Secondly the kingdom is all permeating and encompassing. It is about every aspect of our life and the issues of life. This is good news in terms of Paul’s promise that God’s love will be with us in even the painful and frightening aspects of life. But some of us find the tendency of God’s sovereignty to want to rule in the comfortable parts of our life very inconvenient. I don’t really want to have to explain to the maker of the universe why my superannuation is invested in creation damaging industries or why I have bought a new shirt that was beautiful and cheap because it was made in a developing country by people who do not have safe working conditions or a living wage.
Thirdly once the kingdom comes into our hearts and minds and souls, once we give ourselves to live under the reign of God, and once it takes hold it is not easily controlled. When we say yes to God we are invariably saying yes to more than we bargained for! I said yes to following Jesus when I was thirteen and then yes to being ordained when I was forty two and then somehow I have found myself living five hours away from my closest family both giving thanks and counting the cost!
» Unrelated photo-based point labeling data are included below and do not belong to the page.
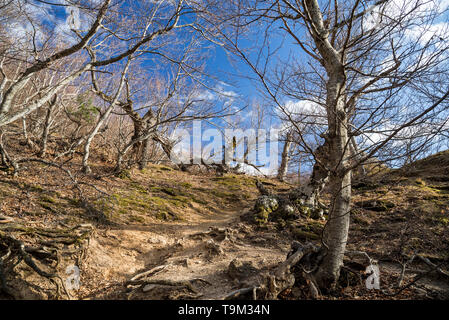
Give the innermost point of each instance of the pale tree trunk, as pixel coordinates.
(102, 119)
(337, 228)
(25, 133)
(47, 125)
(282, 172)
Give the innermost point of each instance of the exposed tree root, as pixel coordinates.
(282, 278)
(41, 250)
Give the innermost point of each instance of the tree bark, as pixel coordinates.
(47, 125)
(282, 172)
(337, 228)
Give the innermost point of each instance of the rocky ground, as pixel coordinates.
(165, 234)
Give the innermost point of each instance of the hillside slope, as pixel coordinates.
(165, 234)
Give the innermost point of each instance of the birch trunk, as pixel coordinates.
(282, 172)
(337, 228)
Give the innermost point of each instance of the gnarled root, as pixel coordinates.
(41, 250)
(283, 277)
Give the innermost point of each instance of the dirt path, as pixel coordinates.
(200, 248)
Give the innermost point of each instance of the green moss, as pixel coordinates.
(234, 180)
(185, 185)
(135, 218)
(140, 188)
(300, 234)
(124, 174)
(45, 198)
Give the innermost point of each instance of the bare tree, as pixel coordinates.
(368, 74)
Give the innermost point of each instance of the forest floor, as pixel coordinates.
(191, 234)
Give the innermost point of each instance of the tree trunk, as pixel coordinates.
(47, 125)
(337, 228)
(336, 231)
(282, 172)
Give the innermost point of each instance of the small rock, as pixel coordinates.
(241, 269)
(149, 287)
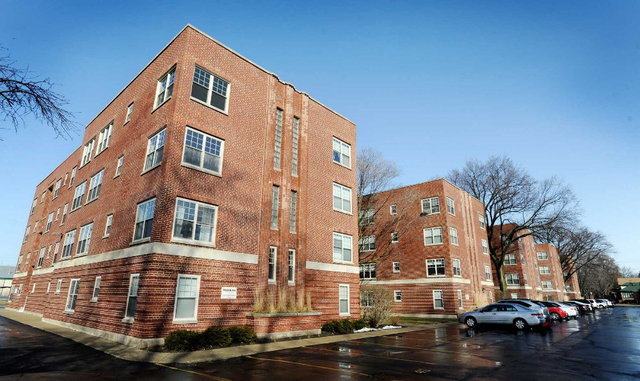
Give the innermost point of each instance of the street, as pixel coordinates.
(594, 347)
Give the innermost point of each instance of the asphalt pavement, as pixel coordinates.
(603, 346)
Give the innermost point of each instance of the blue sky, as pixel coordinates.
(553, 85)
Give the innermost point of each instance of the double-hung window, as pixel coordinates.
(94, 186)
(342, 247)
(194, 221)
(341, 153)
(187, 293)
(435, 267)
(144, 220)
(155, 149)
(431, 205)
(84, 239)
(164, 88)
(103, 138)
(67, 247)
(202, 151)
(432, 236)
(341, 198)
(210, 89)
(78, 196)
(72, 297)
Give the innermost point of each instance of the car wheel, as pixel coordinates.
(520, 324)
(470, 322)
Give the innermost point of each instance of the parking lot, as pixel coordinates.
(605, 345)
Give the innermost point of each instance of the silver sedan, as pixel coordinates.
(503, 313)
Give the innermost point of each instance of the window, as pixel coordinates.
(453, 236)
(187, 292)
(127, 118)
(457, 271)
(368, 243)
(87, 152)
(202, 151)
(342, 246)
(210, 89)
(164, 88)
(155, 149)
(69, 240)
(144, 220)
(513, 279)
(368, 271)
(78, 196)
(485, 246)
(343, 299)
(72, 297)
(94, 186)
(341, 153)
(194, 221)
(275, 206)
(49, 221)
(84, 239)
(119, 166)
(107, 225)
(277, 146)
(132, 298)
(64, 213)
(273, 257)
(367, 217)
(438, 299)
(293, 212)
(103, 138)
(96, 289)
(73, 176)
(292, 266)
(432, 236)
(56, 188)
(510, 259)
(435, 267)
(451, 208)
(431, 205)
(295, 143)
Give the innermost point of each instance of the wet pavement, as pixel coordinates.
(604, 346)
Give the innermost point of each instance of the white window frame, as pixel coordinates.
(343, 150)
(348, 299)
(194, 319)
(205, 138)
(342, 191)
(198, 206)
(96, 287)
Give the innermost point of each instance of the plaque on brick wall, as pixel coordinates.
(229, 293)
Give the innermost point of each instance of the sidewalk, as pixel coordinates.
(133, 354)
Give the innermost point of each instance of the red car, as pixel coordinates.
(555, 311)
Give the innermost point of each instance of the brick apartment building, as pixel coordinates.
(205, 182)
(426, 243)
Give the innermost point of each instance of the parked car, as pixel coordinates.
(532, 304)
(514, 314)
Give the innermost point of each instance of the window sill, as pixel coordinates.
(187, 165)
(209, 106)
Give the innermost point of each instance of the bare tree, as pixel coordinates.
(22, 94)
(516, 205)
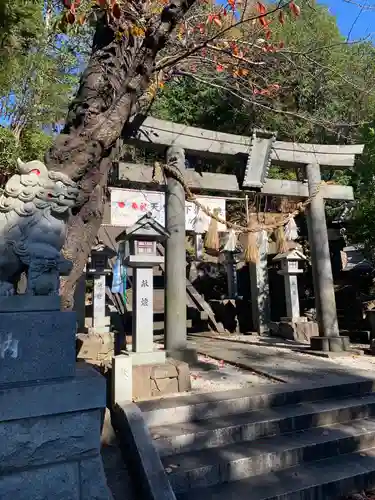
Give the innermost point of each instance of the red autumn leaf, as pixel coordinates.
(261, 8)
(217, 22)
(70, 17)
(116, 11)
(295, 9)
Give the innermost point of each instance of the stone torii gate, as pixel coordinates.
(261, 150)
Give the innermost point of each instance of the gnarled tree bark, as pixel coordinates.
(111, 89)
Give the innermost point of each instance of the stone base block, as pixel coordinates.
(147, 381)
(95, 347)
(50, 439)
(330, 344)
(32, 341)
(187, 355)
(147, 358)
(103, 326)
(302, 331)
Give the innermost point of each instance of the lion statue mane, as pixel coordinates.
(34, 209)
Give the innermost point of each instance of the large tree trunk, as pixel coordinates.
(110, 94)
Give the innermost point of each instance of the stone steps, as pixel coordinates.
(246, 459)
(282, 441)
(190, 436)
(328, 479)
(196, 407)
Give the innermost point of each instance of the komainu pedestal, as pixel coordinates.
(50, 408)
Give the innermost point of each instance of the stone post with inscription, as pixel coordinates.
(142, 239)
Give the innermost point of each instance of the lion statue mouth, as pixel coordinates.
(34, 209)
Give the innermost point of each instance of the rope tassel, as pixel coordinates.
(291, 230)
(251, 254)
(211, 240)
(281, 242)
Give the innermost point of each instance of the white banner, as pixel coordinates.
(129, 205)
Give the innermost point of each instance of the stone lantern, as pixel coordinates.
(289, 268)
(293, 326)
(141, 255)
(98, 267)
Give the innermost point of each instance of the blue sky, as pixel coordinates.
(350, 18)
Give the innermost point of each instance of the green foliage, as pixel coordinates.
(31, 146)
(323, 87)
(38, 75)
(361, 227)
(8, 150)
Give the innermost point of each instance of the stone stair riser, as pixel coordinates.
(233, 470)
(329, 479)
(249, 431)
(242, 403)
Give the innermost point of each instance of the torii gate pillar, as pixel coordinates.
(329, 337)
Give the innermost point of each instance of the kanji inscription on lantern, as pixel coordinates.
(8, 347)
(146, 247)
(99, 301)
(144, 314)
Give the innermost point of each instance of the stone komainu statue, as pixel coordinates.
(34, 209)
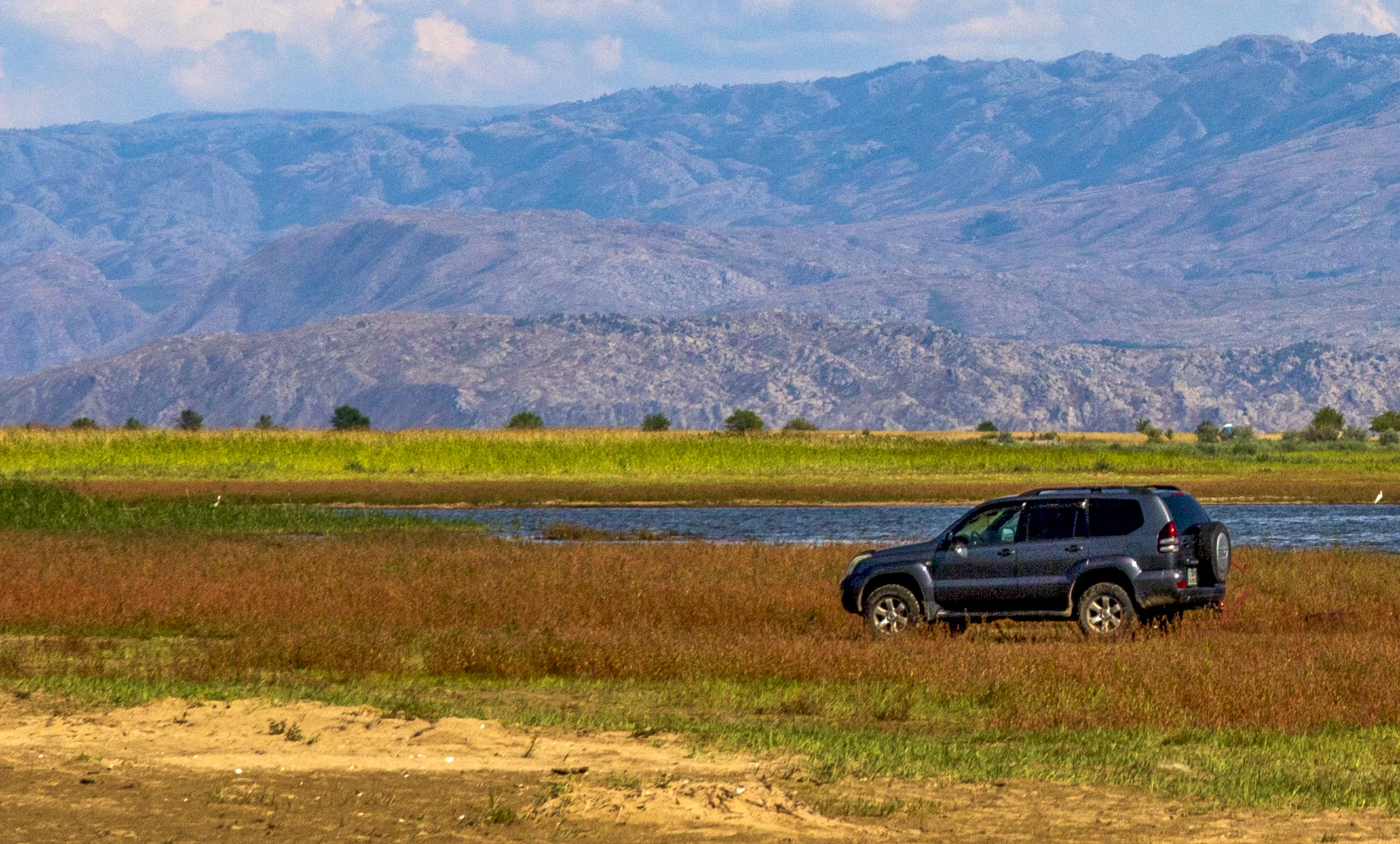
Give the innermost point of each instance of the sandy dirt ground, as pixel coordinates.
(178, 771)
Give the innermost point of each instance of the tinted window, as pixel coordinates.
(989, 526)
(1053, 521)
(1115, 517)
(1186, 513)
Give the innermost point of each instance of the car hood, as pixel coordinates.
(920, 552)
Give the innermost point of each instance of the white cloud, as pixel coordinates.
(459, 66)
(1014, 24)
(196, 24)
(891, 10)
(225, 75)
(442, 42)
(605, 54)
(1375, 16)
The parables that reveal something of the nature of the kingdom of heaven are both exciting and inviting and also quite unsettling. If we as individual people of faith and the body of the people of faith are to see ourselves as citizens of the kingdom of heaven then we need to seek with our whole hearts our whole life long; we need to make the things of God our highest priority knowing this will be both wonderful and inconvenient at times; and to know that we are going to find ourselves in a kingdom where our sovereign is more inclusive, generous, revealing, radically renewing than we bargain for. This is good news, the best of news. But it is not comfortable news.
Even so, come Lord Jesus the Christ, grant us the courage to desire the kingdom you came to announce.